If God wanted me to be an American, he would have made sure I was born there.
Recently, you celebrated the seventh anniversary of your marriage. Against the backdrop of rampant marriage break-ups in the industry, what things have you put in place to safeguard your marriage?
I am not saying that my marriage is the best but what is trending now is marriage break-ups. We
hear about celebrities because they are in the limelight.
Even when I was pregnant, they said ‘Ronke is pregnant.’ Why shouldn’t I be pregnant?
Am I not a woman? If they see me eating with my hands, they would say ‘Ronke is eating with her hands.’ Am I not a Nigerian? Before a man and woman say ‘let us go to the altar,’ they must have given it a lot of thought because they feel that they are compatible. But if something happens and they decide to go their different ways, I don’t think there is anything wrong with that. Like my husband and I broke up for almost three years, and when we came back, he said ‘Ronke, this is what we should do now’. I know where I went wrong and he knows where he went wrong too.
What is your tolerant limit for a man?
It’s when a man raises up his hand on me.
For every other thing, no problem because I am a Yoruba and also an African woman, I have people who are looking up to me. And I want them to listen to me, because when my mother is talking to me, she always gives example of herself.

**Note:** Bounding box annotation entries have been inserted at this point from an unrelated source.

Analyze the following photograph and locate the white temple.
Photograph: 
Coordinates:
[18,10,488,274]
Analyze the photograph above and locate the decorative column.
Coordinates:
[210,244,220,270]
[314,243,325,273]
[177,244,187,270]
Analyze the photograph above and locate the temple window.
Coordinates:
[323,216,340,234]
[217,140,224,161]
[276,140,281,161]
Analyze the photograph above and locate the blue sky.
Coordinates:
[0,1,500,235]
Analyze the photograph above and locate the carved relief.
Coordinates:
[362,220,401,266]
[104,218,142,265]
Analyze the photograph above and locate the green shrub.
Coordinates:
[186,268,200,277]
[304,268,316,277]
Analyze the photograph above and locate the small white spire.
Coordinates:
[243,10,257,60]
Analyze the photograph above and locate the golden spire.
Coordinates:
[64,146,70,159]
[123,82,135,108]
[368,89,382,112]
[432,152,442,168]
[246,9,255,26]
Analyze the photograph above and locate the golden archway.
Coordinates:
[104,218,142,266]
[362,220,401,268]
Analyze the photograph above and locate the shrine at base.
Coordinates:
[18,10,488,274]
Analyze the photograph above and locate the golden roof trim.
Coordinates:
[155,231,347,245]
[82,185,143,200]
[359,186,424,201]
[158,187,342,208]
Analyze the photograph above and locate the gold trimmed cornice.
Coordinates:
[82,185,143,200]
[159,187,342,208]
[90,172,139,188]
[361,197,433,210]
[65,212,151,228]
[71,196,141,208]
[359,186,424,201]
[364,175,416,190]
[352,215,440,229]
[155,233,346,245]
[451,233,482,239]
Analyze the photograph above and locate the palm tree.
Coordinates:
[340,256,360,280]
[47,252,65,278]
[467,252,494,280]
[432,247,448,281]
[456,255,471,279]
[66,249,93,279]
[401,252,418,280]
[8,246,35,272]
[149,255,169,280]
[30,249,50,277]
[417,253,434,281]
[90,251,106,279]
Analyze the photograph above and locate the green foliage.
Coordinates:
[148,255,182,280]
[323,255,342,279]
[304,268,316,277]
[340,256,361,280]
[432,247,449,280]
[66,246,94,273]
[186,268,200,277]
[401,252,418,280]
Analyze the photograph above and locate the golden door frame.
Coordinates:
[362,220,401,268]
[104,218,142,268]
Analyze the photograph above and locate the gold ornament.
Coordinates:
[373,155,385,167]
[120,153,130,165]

Can money be enough when it comes to marriage?
No, no, no. Money is like 10 percent in marriage. Money is good, it has to be there, but it’s like 10 percent in marriage.
Today, lots of celebrities get married to men with high financial status. What is your take?
Excuse me sir. You see, that is what celebrities do but I am sorry, it is not right.
If that person is not a celebrity, he would do the same. It is everywhere.
After seven years in marriage, do male fans still find you attractive?
Yes, they do.
Could you tell us about the experience?
It is not a crime for anybody to come near me. There are ways and manners you tell a male fan that you are not available, but if he keeps coming, then I will put him in his place.